Town Electric Bills Questioned

BERLIN – Berlin electric customers pay more for power than any other electric customers in the state and one elected official wants to know why.

“Currently we are paying the highest rates in the state of Maryland,” said Council member Ellen Lang said at Monday night’s town council meeting.

The supply costs are reasonable, Lang said. The Berlin electric utility relies on in-house engineering and has two deliberately unfilled positions on the electric line crew, both of which save money. The culprit must lay in operations and maintenance or salaries, Lang felt. “Something is ascrew,” Lang said.

Lang asked for a rate study to determine the problem and, if possible, reduce costs.

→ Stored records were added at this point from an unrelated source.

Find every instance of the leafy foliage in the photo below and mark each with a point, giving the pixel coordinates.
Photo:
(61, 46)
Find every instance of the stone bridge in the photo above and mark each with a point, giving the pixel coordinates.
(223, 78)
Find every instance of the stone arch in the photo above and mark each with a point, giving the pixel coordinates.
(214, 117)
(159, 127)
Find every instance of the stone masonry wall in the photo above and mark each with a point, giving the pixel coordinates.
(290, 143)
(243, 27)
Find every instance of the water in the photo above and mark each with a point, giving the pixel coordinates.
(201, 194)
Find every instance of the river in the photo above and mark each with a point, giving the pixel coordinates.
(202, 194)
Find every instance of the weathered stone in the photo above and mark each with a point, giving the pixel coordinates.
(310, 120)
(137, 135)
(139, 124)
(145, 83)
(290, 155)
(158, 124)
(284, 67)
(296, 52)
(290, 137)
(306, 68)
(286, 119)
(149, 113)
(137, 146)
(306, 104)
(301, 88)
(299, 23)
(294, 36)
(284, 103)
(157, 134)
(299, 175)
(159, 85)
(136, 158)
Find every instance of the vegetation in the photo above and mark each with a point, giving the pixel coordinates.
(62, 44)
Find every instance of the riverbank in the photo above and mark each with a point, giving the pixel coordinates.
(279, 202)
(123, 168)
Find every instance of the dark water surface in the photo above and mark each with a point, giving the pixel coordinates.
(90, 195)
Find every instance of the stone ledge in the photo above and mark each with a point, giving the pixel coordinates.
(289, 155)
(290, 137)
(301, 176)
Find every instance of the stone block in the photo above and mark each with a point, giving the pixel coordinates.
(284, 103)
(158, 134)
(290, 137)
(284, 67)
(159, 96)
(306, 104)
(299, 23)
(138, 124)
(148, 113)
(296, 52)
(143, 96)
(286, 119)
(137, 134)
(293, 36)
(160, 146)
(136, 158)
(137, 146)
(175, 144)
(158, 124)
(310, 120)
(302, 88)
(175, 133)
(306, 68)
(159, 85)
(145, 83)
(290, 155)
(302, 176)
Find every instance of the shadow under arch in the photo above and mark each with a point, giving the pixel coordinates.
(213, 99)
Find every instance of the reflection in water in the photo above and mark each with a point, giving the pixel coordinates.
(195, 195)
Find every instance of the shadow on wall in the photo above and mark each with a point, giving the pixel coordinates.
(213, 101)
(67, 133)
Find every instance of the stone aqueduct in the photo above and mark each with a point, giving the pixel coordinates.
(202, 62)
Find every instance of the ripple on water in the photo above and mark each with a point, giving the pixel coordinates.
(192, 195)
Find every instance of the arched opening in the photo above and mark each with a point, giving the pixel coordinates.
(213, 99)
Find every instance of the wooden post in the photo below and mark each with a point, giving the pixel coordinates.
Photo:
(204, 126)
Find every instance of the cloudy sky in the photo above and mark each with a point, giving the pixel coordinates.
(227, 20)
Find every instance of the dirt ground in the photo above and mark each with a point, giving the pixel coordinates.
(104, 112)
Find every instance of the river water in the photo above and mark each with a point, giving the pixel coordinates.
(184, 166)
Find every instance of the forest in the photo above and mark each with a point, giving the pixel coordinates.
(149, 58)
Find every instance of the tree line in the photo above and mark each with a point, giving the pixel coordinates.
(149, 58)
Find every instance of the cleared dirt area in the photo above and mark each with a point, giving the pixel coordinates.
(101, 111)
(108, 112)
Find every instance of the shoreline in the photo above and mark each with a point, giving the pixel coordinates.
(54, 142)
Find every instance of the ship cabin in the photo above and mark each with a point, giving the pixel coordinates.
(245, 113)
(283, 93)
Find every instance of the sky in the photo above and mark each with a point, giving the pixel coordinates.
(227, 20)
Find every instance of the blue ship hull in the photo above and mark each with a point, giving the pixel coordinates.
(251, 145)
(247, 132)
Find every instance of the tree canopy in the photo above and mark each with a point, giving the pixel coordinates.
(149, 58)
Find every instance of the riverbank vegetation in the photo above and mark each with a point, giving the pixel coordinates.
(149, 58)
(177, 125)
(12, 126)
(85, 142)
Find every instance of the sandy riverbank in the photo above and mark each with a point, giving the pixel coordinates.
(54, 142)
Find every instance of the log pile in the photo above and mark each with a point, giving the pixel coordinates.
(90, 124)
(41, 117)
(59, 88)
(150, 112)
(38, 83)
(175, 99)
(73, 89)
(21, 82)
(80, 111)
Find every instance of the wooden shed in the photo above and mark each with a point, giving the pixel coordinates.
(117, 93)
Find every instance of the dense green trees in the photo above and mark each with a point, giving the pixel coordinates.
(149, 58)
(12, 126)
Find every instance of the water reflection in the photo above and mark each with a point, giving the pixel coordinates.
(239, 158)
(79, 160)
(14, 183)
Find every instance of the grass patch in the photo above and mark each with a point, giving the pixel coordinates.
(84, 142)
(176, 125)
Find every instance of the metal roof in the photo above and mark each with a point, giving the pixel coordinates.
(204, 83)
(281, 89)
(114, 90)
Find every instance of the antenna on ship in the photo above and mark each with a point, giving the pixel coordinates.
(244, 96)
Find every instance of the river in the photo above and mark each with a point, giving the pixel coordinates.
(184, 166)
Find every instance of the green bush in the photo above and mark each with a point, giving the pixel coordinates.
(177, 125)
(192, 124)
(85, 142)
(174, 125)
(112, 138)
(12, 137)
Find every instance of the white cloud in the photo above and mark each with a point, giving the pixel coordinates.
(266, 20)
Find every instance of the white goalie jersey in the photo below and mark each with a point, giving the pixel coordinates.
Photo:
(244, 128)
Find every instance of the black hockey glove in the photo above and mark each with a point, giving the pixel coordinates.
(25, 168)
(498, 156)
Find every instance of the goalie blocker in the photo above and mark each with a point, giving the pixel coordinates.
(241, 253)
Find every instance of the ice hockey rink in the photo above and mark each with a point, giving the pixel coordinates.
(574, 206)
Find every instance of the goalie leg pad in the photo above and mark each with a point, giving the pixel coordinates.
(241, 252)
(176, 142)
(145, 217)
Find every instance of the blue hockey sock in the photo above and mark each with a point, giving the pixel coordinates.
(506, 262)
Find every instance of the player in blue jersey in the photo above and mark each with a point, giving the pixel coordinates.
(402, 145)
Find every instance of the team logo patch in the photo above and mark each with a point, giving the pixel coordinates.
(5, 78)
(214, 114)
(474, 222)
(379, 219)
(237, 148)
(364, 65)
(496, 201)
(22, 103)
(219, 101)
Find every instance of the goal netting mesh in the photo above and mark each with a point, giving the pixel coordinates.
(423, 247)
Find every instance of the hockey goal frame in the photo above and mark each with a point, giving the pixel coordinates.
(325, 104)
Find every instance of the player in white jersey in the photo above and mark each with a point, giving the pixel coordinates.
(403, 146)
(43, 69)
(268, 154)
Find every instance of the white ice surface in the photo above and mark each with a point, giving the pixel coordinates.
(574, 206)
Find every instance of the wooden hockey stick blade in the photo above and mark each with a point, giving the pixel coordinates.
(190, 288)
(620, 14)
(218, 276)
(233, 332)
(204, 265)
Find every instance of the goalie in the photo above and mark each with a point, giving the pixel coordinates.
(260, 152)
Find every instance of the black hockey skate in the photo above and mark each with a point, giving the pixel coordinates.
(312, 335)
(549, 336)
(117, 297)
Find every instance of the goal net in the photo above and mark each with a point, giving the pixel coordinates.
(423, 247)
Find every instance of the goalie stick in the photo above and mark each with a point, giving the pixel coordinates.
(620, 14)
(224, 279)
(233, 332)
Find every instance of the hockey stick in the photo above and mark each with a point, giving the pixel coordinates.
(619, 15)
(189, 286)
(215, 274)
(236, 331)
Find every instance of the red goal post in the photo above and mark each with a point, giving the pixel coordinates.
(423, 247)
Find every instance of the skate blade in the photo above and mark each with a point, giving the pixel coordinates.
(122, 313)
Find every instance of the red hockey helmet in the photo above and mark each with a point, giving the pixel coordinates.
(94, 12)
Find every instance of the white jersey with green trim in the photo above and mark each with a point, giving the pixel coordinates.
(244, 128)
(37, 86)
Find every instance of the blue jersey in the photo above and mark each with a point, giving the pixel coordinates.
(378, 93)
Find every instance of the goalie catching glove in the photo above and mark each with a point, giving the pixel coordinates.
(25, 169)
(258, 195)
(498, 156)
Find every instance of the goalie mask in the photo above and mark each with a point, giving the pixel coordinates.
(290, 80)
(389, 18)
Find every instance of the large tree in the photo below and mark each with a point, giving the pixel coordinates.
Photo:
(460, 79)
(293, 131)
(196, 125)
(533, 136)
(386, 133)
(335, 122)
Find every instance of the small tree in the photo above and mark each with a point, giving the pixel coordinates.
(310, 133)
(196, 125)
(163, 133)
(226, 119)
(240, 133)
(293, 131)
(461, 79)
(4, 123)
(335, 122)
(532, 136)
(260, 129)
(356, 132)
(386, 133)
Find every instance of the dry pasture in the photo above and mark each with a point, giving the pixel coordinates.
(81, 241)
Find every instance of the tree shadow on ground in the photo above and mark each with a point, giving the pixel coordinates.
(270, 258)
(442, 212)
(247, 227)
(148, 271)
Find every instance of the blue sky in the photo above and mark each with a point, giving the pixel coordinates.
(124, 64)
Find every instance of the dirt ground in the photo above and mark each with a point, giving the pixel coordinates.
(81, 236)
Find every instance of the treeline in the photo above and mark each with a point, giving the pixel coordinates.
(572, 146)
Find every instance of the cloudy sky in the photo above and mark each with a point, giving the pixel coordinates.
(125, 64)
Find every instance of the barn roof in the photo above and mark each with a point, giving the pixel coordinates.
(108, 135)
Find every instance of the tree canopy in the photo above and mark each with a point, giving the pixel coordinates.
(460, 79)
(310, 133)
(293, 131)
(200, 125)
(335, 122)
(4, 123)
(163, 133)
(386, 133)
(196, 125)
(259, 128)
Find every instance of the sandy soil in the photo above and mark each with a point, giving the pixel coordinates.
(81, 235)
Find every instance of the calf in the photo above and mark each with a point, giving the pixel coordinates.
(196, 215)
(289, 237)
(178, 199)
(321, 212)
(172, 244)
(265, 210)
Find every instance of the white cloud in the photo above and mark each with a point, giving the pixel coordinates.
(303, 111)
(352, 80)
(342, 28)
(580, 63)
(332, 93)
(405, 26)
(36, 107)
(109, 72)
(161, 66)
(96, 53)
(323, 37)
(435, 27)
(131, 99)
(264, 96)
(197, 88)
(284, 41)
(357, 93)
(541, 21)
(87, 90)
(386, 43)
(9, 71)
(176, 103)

Berlin Administrative Director Linda Bambary said staff could complete the rate case study in 30 days.

Lang also asked that staff look into wind power contracts, to determine if that would be feasible, and just what would be available to the town. Buying renewable energy credits directly vs. paying into a renewable energy program could also create savings, Lang said.

Bambary concurred that it might be advisable to buy renewable energy credits directly rather than going through a program.

“We’ve got to do whatever we can do to help people in this town, myself included,” Lang said.

Council member Dean Burrell wondered if quality control measures on meter reading could save money, mentioning rereading of meters during billing disputes.

“I’d have to do some research on that,” Bambary said.

The new wireless meter reading system the town plans to add would cut down on time lost in rereading meters, said Bambary. Most rereads are done for water, not electric.

When the new finance director is hired and comes on board, that hire can look into quality control, Bambary said.

Meter reading is the task of electric utility line crew employees, Lang noted, and wondered if that was the best use of their time.

“They’re probably the highest paid employees in the town,” Lang said.

“You’ve got lineman actually walking around, reading meters. That bothers me,” said Council member Elroy Brittingham.

Wireless meter readings would eliminate this problem, among others, Bambary said. Purchase of that automatic reading system is waiting on a cost benefit analysis of adding the new meters, which could cost as much as $700,000.